The last actual shutdowns occurred for five days in late 1995 and 21 days in early 1996. That's when Democratic President Bill Clinton and the Republican Congress tangled on levels of federal spending and budget-related policies.
In those shutdowns, 200,000 applications by U.S. citizens for passports did not get processed while more than 20,000 applications by foreigners for visas went unprocessed each day, according to information compiled by the nonpartisan Congressional Research Service.
The National Park Service closed 368 sites and the National Institutes of Health didn't answer calls to its hotline concerning diseases, the report states.
A lack of staff because of furloughs resulted in more than 10,000 Medicare applicants getting turned away every day, bankruptcy cases getting suspended and hiring of law enforcement officers postponed.
The current federal budget ends Monday night at the stroke of midnight. Lawmakers are trying to push through a resolution to continue spending for a short period of time but even the time frame is getting debated.
The GOP-controlled House approved a measure to keep government operating through Dec. 15 and sent it to the Senate last week. The bill contains a controversial provision to halt funding of the Affordable Care Act, better known as Obamacare.
"Today, the House voted not only to keep the government open, but also to control spending and protect the people of Eastern Washington from an unworkable health care law that is making life harder for them," Rep. Cathy McMorris Rodgers, R-Wash, said in a statement released after the vote.
"I've heard story after story from people at home, who are terrified of the implementation of the President's health care law," said McMorris Rodgers, who is chairwoman of the House Republican Conference and fourth in line in caucus leadership. "Today's vote urges the Senate to take action, have that important debate and work with us to find a better solution for hard-working Americans."
The Democrat-run Senate intends to reject the legislation as early as today.

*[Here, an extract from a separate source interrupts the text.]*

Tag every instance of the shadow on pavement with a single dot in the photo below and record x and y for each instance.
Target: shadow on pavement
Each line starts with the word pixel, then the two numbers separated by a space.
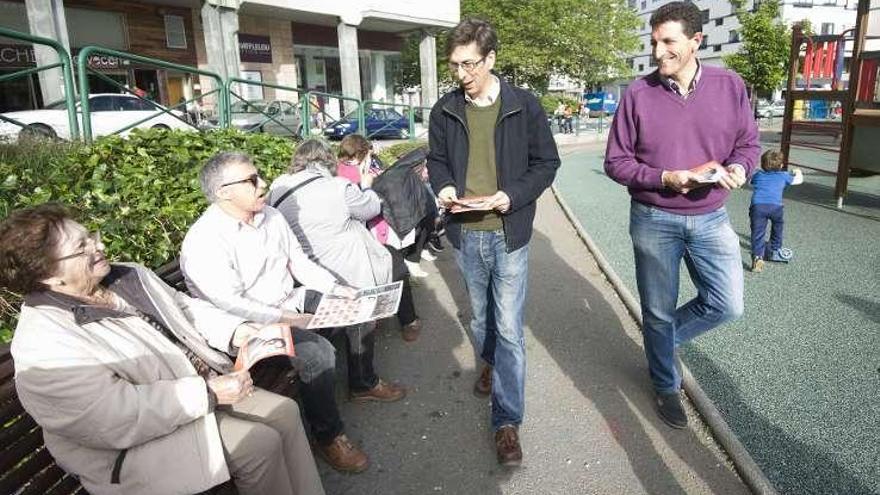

Senate leaders have said they will remove the provision on the health care law then approve a measure that funds government through Nov. 15. The revised bill, if passed, would be sent to the House for consideration.
"When we send this legislation back to the House, Republicans need to put an end to the Tea Party temper-tantrums and pass our bill without any gimmicks or games," said U.S. Sen. Patty Murray, D-Wash., in a speech on the Senate floor Thursday.
"And after that, I hope we can leave the brinkmanship behind, so those of us on both sides of the aisle who believe in common-sense bipartisanship can move forward quickly with negotiations on a longer-term deal," said Murray who is chairwoman of the Senate Budget Committee and the highest ranking woman in Senate leadership.